The nature of the measured parameters.

An installed automated freshwater TriLux multi-parameters sensor monitoring system at the Loch Duart Salmon offshore aquaculture farms measures time series water quality parameters at a constant time interval everyday which can be denoted as \(\beta\), then \(n\) length time-series of the measured water quality parameters datasets is defined as (1);

$${S}_{i,n}=\left\{\left({X}_{i, 1},{T}_{1}\right),\left({X}_{i, 2},{T}_{2}\right), \ldots ,\left({X}_{i, n},{T}_{n}\right)\right\}$$
(1)

where \({X}_{i, l}\) represents the value of the measured \({i}^{th}\) time-series water quality factor by the automatic sensory monitoring system at time \({T}_{l}\) \(\left(1\le i\le \beta , 1\le l\le n\right)\), and at other given \({T}_{l}\), the time interval is constant at \(\Delta T=\left({T}_{l+1}-{T}_{l}\right)=10\) minutes. Therefore, if the original value \({X}_{i, l}\) is missing, its estimated value \({\widehat{X}}_{i, l}\) can be obtained with the problem of minimum which is given as \(\left|{\widehat{X}}_{i, l}-{X}_{i, l}\right|\) changed into the missing value estimation problem.
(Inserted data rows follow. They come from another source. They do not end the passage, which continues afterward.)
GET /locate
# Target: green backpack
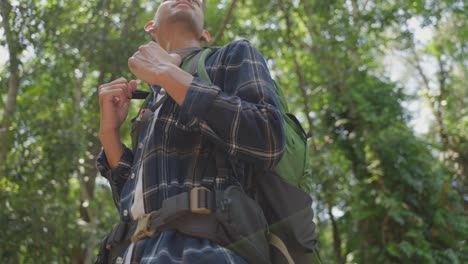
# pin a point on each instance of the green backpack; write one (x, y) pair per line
(281, 193)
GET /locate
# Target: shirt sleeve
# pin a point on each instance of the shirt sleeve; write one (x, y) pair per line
(240, 111)
(117, 176)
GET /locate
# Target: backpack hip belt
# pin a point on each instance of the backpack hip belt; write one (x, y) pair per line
(229, 218)
(199, 201)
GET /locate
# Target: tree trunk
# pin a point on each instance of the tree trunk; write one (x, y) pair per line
(14, 50)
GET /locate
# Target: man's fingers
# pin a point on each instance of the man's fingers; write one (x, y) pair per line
(125, 87)
(117, 96)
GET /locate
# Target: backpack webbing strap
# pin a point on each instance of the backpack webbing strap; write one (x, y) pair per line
(279, 244)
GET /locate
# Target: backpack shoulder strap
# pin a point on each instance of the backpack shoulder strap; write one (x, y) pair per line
(195, 64)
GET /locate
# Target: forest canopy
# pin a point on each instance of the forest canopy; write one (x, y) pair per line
(381, 86)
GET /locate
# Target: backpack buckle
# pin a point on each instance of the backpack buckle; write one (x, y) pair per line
(143, 229)
(201, 200)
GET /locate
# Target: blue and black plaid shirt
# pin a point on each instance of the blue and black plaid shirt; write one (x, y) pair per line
(237, 117)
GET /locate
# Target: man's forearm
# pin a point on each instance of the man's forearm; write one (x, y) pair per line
(176, 82)
(110, 141)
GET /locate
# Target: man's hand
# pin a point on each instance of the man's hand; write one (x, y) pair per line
(151, 63)
(114, 99)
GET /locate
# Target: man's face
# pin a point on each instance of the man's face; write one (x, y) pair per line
(188, 12)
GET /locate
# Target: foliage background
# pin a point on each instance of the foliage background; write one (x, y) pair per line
(357, 73)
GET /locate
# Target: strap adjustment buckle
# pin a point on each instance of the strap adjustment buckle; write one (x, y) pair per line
(143, 229)
(201, 200)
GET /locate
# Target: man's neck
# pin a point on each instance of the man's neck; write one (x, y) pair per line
(177, 39)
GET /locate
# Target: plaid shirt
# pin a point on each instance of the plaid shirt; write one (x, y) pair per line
(236, 117)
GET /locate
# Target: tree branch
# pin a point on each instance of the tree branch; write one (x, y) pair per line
(225, 23)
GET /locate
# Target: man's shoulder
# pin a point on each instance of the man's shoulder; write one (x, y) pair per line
(238, 47)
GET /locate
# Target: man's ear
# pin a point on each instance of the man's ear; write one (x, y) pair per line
(149, 27)
(206, 36)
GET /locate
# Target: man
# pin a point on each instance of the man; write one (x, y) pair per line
(237, 118)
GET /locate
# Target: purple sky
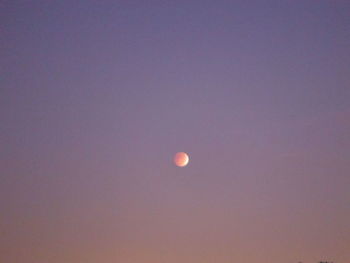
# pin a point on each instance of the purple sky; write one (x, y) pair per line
(96, 97)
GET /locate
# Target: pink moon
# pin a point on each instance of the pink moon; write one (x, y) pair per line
(181, 159)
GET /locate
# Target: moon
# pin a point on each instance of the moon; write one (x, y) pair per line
(181, 159)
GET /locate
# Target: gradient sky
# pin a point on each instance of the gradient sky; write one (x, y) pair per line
(96, 97)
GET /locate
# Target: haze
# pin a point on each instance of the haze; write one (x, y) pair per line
(97, 96)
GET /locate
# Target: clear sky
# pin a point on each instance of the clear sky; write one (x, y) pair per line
(96, 97)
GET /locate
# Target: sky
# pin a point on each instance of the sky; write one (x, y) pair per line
(96, 97)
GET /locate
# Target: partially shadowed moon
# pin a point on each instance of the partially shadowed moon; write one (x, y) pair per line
(181, 159)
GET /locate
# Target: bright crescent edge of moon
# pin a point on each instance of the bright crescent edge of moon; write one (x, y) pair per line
(181, 159)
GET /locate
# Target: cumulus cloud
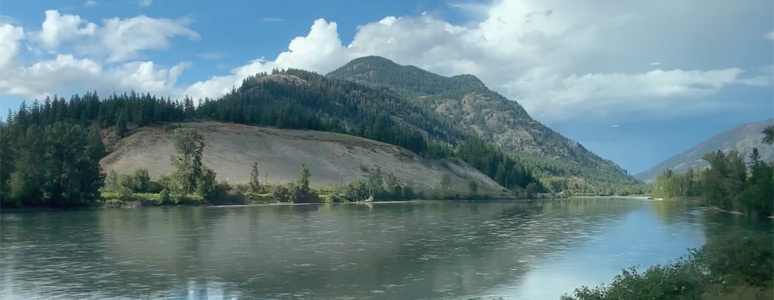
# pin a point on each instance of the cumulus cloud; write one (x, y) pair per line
(320, 49)
(560, 59)
(9, 43)
(117, 39)
(109, 49)
(125, 38)
(556, 57)
(67, 73)
(59, 28)
(597, 95)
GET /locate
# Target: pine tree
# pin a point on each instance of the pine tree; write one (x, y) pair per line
(255, 184)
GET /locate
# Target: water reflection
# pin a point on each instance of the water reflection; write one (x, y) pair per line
(386, 251)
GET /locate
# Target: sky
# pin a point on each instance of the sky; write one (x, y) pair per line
(634, 81)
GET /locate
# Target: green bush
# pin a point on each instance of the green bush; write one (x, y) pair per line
(727, 267)
(281, 193)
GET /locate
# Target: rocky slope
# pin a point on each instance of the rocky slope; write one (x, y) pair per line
(231, 149)
(464, 100)
(742, 139)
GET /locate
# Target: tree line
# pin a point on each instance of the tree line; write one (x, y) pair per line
(314, 102)
(730, 182)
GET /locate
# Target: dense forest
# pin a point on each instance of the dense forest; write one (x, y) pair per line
(466, 102)
(291, 99)
(729, 183)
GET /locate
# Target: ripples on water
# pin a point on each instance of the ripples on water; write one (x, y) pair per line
(387, 251)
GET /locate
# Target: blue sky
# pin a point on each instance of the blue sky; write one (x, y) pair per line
(635, 82)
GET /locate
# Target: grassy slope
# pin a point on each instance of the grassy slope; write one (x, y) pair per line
(231, 150)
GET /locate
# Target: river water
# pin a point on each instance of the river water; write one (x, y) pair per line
(422, 249)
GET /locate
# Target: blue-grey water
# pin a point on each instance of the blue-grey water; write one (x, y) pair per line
(424, 249)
Based on the measured data \({X}_{i, x}\) and \({X}_{i, y}\) at time \({T}_{i, x}\) and \({T}_{i, y}\), respectively, the linear imputation function \(L\left(t\right)\) could be formulated for the time series water quality parameters sensor monitoring system as:

$$L\left(t\right)={X}_{i, x}+\left(\frac{{X}_{i, x}-{X}_{i, y}}{{T}_{i, x}-{T}_{i, y}}\right)\cdot \left(t-{T}_{i, x}\right).$$
(2)

For any missing time series water quality parameters data at any given moment, the linear interpolation algorithm firstly finds the two closest moments \({T}_{i, x}\) and \({T}_{i, y}\) \(\left({T}_{i, x}<t<{T}_{i, y}\right)\), and estimates the lost data value at time \(\mathrm{t}\) with the help of the known measured data \({X}_{i, x}\) and \({X}_{i, y}\) of \({T}_{i, x}\) and \({T}_{i, y}\) moments based on Eq. (2), i.e., \({\widehat{X}}_{n}=L\left(t\right)\).

Data correlation analysis

This study applied the Pearson’s correlation coefficient technique to analyse the existing correlations between the TriLux multi-parameters sensor measured time series aquaculture water quality parameters such as Chlorophyll-a (470), Chlorophyll-a (530), Turbidity, and the Phytoplankton data count at the Loch Duart Salmon offshore aquaculture farms. To better understand the existing correlations between two variables, the Pearson’s correlation coefficient technique28 has been widely used as a data analysing technique, which is also described as the quotient of co-variance and standard deviation between two variables. The Pearson’s correlation coefficient system was used after cleaning and pre-processing the TriLux multi-parameters sensor measured time series water quality parameters, to analyse the existing correlations between the required parameters. Table 2 contains the correlations between the measured Chlorophyll-a (470), Chlorophyll-a (530), Turbidity, and the Phytoplankton data count obtained through data analysis and calculations for the months of May and June of 2020. Similarly, Fig. 6 shows the plotted correlations graphs of the measured Chlorophyll-a (470), Chlorophyll-a (530), Turbidity, and the Phytoplankton data count.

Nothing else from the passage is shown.